Movie Review: Sonic The Hedgehog

Sonic the Hedgehog can proudly stand alongside the Power Rangers movie. You might think a 2.5/5 score for a movie is bad, but for a film with such a hilarious amount of bad press as Sonic got immediately, simply reaching competent is a feat. It’s not the best kids movie ever made, but it isn’t a terrible one either, so notch a 1/2 win for movies made from video games I guess? I can’t believe Mortal Kombat is the best one still.

After your run of the mill tragic kids movie upbringing, Sonic (voiced by Ben Schwartz) lives on Earth, having teleported there with the help of his rings. He lives near the small town of Green Hills, so fast that no one can report him to the authorities, but also no one knows he exists. Exasperated one day, he unleashes a power surge that causes a giant blackout. That blackout catches the eye of the US government, who sends Dr. Robotnik (Jim Carrey) to the scene to investigate. Desperate with nowhere to turn, Sonic asks the donut lord, local sherriff Tom Wachowski (James Marsden) for help.

The visuals are…thankfully fine. I wouldn’t call them anything special, but no one will be up in arms after what they see. This whole movie is going for family friendly, so any of Sonic’s rough edges are smoothed out, trying to make him a merchandisable commodity. Sonic as a movie is a 90 minute exercise in pure capitalism: get ready to be sold people! The product placement is pretty irritating, obviously. However, at least the writers (for the first half of the movie) are self aware about it, and simply exaggerate Olive Garden’s contribution, for example, to hilariously long asides. I’ll admit I chuckled a few times at their attempts to alleviate the marketing efforts of numerous brand managers.
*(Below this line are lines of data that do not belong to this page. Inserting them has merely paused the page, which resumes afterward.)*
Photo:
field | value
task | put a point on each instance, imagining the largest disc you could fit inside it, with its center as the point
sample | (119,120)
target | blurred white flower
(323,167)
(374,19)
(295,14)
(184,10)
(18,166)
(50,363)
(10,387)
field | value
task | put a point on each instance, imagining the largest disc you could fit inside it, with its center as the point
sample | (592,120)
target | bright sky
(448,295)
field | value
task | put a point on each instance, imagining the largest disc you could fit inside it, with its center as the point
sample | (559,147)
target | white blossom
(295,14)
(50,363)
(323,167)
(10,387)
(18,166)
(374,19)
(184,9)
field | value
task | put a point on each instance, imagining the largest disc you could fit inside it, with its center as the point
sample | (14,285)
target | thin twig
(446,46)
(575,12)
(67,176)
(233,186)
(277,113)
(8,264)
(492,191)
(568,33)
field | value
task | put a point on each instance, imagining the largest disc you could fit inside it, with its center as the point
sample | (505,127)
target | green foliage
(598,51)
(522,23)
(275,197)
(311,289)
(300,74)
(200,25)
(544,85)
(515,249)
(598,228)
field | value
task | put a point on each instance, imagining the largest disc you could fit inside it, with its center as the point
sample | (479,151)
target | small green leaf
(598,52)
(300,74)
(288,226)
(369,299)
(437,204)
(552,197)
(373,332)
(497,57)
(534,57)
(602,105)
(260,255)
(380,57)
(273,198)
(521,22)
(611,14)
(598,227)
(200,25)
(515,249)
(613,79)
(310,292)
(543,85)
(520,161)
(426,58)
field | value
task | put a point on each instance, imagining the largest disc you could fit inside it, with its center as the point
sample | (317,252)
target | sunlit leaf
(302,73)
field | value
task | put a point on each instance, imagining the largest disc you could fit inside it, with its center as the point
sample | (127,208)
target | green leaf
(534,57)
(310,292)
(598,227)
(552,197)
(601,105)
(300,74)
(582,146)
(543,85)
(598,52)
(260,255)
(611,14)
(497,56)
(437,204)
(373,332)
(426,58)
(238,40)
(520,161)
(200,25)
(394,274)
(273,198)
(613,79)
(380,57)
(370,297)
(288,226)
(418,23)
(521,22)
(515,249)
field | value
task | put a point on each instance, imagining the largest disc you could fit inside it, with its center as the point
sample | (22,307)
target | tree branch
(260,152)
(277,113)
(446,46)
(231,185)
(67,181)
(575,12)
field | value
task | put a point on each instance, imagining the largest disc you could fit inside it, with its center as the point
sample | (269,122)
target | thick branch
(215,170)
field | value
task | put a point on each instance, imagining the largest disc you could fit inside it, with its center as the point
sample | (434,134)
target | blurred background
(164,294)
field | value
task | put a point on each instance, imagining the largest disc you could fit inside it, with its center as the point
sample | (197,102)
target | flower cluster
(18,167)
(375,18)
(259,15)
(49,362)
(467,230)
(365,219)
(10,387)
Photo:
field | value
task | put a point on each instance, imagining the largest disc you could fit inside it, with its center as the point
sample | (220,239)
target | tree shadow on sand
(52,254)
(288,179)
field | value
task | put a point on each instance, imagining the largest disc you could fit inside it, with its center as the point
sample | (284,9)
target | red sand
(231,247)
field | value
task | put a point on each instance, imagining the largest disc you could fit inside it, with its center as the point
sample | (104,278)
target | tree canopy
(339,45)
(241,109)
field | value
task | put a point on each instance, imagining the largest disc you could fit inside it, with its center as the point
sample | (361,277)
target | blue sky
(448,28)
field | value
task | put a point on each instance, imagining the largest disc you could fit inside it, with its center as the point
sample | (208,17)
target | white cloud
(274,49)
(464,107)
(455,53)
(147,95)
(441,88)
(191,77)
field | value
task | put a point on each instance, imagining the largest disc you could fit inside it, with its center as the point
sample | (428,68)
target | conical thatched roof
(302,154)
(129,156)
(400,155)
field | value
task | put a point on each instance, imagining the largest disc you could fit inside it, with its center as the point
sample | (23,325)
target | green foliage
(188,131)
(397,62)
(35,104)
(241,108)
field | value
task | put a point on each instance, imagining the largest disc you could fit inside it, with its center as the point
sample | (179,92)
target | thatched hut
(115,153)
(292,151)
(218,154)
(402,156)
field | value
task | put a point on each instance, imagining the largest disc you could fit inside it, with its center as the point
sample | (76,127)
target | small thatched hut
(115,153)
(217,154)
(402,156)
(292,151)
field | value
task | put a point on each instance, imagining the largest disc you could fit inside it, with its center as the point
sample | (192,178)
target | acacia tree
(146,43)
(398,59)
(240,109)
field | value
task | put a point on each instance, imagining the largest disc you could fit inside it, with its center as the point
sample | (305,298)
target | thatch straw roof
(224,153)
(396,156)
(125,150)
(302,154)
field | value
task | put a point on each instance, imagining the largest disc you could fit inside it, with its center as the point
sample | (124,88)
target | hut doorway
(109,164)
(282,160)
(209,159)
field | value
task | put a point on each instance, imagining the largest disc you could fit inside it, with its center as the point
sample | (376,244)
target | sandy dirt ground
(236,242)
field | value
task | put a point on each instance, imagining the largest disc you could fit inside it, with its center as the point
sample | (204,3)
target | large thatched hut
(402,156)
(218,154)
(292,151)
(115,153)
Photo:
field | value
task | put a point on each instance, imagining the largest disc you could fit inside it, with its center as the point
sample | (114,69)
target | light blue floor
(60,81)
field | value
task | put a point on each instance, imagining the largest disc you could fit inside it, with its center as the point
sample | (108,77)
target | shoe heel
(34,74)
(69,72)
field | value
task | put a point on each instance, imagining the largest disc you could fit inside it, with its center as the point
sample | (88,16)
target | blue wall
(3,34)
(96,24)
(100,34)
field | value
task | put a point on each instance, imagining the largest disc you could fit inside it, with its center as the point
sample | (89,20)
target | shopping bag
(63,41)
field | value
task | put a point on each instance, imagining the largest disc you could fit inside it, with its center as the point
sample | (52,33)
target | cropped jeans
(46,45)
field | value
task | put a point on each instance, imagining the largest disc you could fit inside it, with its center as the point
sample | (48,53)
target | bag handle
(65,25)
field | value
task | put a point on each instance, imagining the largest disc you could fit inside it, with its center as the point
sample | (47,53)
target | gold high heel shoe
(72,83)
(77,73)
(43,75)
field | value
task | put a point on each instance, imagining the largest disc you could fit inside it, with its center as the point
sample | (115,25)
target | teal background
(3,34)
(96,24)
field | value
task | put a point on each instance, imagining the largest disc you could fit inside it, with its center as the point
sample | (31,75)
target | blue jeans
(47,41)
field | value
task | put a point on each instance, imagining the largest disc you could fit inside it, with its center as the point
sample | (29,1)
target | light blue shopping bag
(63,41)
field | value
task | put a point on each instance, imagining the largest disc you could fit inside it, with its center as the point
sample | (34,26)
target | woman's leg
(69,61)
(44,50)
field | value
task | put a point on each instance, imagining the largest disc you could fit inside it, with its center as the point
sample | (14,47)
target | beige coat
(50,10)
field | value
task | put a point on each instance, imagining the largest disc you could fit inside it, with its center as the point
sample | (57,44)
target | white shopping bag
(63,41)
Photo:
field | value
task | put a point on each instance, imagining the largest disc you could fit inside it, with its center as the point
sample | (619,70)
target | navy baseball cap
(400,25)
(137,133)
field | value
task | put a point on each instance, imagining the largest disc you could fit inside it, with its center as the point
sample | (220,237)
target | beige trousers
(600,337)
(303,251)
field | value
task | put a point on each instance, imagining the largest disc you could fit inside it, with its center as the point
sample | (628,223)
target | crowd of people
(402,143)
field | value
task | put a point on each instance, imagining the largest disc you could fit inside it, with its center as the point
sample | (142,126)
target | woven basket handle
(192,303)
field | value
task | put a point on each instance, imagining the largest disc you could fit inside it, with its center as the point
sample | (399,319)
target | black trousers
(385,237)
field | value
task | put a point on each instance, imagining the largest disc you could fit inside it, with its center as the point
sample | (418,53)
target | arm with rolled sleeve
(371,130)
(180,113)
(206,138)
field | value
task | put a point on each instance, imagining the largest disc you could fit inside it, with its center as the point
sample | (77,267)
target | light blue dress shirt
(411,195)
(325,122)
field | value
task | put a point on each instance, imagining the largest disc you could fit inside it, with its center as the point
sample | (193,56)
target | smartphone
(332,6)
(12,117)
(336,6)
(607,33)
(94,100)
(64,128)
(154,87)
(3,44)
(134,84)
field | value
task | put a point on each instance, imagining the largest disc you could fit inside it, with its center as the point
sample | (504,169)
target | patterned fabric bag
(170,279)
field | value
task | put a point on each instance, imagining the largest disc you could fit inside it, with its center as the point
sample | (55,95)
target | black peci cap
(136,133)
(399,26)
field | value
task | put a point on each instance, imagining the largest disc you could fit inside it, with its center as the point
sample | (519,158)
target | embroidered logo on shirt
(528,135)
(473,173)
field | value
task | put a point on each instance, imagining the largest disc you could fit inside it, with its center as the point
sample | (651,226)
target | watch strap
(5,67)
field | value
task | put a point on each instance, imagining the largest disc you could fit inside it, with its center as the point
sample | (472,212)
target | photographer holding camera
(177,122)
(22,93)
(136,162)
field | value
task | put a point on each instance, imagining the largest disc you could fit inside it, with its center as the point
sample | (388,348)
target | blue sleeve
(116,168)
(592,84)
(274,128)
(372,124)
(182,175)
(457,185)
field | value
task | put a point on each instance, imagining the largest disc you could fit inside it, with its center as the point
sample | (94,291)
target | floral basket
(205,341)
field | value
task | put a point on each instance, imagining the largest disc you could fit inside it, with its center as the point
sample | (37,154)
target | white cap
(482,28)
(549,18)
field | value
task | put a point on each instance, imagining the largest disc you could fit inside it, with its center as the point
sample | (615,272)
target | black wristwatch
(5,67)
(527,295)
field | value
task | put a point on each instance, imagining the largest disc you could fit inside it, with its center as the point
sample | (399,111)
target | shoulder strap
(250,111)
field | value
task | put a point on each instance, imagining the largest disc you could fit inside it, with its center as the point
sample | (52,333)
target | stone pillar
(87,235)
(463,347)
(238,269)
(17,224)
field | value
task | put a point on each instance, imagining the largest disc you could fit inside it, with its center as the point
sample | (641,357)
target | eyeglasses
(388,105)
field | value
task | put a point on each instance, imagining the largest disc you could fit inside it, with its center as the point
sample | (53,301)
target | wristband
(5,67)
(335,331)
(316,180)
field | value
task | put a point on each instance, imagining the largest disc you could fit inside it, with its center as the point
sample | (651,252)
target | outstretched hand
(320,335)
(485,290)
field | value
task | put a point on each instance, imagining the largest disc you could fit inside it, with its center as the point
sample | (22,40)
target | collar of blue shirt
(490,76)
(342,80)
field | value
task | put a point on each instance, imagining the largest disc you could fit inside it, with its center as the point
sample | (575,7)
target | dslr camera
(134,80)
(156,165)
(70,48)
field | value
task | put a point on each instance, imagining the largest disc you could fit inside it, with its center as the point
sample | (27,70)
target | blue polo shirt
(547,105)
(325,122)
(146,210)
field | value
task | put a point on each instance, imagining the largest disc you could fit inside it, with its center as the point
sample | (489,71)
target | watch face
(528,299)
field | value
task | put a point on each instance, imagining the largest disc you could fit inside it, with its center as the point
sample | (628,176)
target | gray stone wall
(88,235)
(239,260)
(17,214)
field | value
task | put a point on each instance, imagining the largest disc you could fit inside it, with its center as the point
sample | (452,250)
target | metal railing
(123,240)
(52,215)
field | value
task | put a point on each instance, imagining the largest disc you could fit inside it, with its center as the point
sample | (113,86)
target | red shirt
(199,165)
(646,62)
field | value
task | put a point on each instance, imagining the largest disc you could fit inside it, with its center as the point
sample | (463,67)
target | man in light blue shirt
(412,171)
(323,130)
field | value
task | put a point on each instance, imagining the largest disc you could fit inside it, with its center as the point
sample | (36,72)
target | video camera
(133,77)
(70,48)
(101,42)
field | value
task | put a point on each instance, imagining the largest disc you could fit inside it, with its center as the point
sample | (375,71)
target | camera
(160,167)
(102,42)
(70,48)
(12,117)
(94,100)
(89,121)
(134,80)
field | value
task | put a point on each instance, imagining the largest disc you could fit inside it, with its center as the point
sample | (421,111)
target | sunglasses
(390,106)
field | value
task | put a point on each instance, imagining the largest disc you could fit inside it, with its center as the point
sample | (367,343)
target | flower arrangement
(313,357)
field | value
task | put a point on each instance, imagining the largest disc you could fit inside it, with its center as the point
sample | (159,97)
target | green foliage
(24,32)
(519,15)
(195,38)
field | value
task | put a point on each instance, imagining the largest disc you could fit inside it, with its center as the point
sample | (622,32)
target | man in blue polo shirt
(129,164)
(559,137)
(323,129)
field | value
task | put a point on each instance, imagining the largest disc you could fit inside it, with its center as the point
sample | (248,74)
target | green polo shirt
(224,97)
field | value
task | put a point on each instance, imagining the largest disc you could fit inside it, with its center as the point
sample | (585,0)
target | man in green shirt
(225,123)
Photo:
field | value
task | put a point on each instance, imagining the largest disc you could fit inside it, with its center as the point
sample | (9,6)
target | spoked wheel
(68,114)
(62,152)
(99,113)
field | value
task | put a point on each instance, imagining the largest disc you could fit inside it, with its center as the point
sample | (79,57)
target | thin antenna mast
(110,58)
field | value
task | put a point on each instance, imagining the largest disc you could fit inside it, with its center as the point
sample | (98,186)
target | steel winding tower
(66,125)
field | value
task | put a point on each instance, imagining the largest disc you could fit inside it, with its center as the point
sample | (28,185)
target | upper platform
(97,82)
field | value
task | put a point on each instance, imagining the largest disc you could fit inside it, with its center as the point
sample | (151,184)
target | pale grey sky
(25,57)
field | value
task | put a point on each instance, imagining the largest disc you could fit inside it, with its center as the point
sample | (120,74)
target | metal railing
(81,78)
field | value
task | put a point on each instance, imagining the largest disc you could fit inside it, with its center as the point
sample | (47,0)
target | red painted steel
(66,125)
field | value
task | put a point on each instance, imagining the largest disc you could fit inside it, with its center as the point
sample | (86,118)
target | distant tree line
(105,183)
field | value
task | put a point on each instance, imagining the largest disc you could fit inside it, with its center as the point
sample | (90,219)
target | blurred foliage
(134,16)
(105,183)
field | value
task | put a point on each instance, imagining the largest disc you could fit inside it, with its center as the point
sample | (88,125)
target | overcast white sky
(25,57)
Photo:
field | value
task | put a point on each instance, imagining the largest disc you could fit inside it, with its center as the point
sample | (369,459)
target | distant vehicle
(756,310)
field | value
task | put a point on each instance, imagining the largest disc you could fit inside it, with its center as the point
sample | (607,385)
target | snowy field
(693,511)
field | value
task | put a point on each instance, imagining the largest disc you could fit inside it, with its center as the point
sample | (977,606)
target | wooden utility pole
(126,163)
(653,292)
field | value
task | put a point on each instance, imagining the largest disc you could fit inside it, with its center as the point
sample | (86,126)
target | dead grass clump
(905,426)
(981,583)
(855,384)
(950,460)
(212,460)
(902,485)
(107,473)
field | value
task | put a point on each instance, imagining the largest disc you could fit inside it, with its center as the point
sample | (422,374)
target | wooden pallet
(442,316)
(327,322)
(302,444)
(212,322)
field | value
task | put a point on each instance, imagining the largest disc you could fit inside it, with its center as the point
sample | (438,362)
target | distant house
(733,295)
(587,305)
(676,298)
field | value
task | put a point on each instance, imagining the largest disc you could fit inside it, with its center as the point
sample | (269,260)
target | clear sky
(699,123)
As for the story, Sonic doesn’t bring anything interesting or exciting to the table. It’s your basic “friendship is important” message nonsense. What makes the movie palatable are the 3 leads. The more I thought about it, Ben Schwartz was halfway decent at playing the CGI version of a Red Bull. You can see Schwartz actually trying, giving Sonic that loose freewheeling talk because literally no one else is there to join in for most his life, walking the weird, insufferable line to mostly ok effect. James Marsden is fine as his P.i.C., overemoting as is required for something straightforward like this. But the big reason the movie works at all is because of Jim Carrey. When the bad guy already has a mustache that twirlable like Dr. Robotnik, might as well cast the best physical comedian on the planet. Carey plays Robotnik like the unhinged opposite of Sonic, a holier than thou genius that’s a cross between Ace Ventura and Dick Van Dyke. Carrey motormouths and dances around with reckless abandon, reminding everyone what makes him so special. I imagine most adults will be rooting for Robotnik to eviscerate Sonic by the end because of how looney Carrey gets to be.

There was lots of laughing in my theater from little kids, with I believe only 2 fart jokes that I heard. A low bar for Sonic the Hedgehog to cover, but again, could be worse. Also, I’m kinda stoked for the sequel, which looks like Carrey would be 50% more unhinged than this whackadoodle performance. Bring on the mushroom planet!